Most blogging systems offer a way to create user-defined groupings of content called taxanomies. While I like the feature, I do not want them showing in search engines.
2017-09-10: After migrating to use GitLab CI for building and publishing, I now use XMLStarlet in GitLab CI to achieve the same outcome.
When I was using WordPress, it was easy to find a plugin that can omit taxanomies from appearing in sitemap. With Hugo, I could not find a way to disable these from showing up on search engines. I also found that in some cases, the taxanomy links were ranked higher than the actual content page. Since my posts and pages are already indexed, there is no value in having taxanomies indexed so I had to remove them. One of the ways is by adding a post-build step.
My batch file for generating public
output folder on Hugo was:
rd /s /q public
md public
hugo.exe
The above cleans the output folder, recreates and finally publishes into it. You may not like the idea of deleting and recreating the public folder. The first two lines are optional.
I coded a simple Powershell script that cleanses the sitemap.xml
file of taxanomies.
[xml]$xml = Get-Content public\sitemap.xml
$ns = New-Object System.Xml.XmlNamespaceManager($xml.NameTable)

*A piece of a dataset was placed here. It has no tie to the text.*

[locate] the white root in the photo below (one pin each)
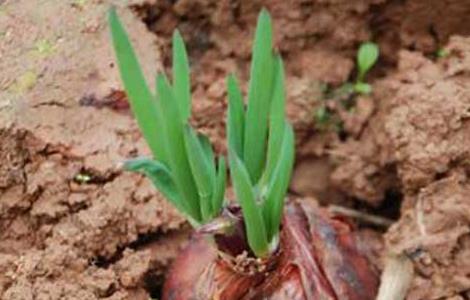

$ns.AddNamespace("ns", $xml.DocumentElement.NamespaceURI)
$xpathSelectCriterion = "//ns:url[contains(ns:loc, '/categories/') or contains(ns:loc, '/tags/')]"
$node = $xml.SelectSingleNode($xpathSelectCriterion, $ns)
while ($node -ne $null) {
$node.ParentNode.RemoveChild($node)
$node = $xml.SelectSingleNode($xpathSelectCriterion, $ns)
}
$xml.save("public\sitemap.xml")
Then added a line at the end of my batch file to call the script above:
rd /s /q public
md public
hugo.exe
powershell -noexit "& "".\clean-sitemap.ps1"""
I tried and found Windows batch commands too cumbersome. In the end I needed to achieve the results required using the shortest possible time and using an interpreted language so that I do not have to upload binary files into source control.
You need to tell search bots that crawling categories
and tags
taxanomies are disallowed.
User-agent: *
Disallow: /categories/
Disallow: /tags/
Sitemap: https://www.leowkahman.com/sitemap.xml
Remember to point the Sitemap
line to your sitemap.xml
.
I had to wait a few days for Google to recrawl and purge the taxanomies. To verify that Google has removed the taxanomies from search result, search for site:www.leowkahman.com
. They should disappear. You need to replace the domain with yours of course.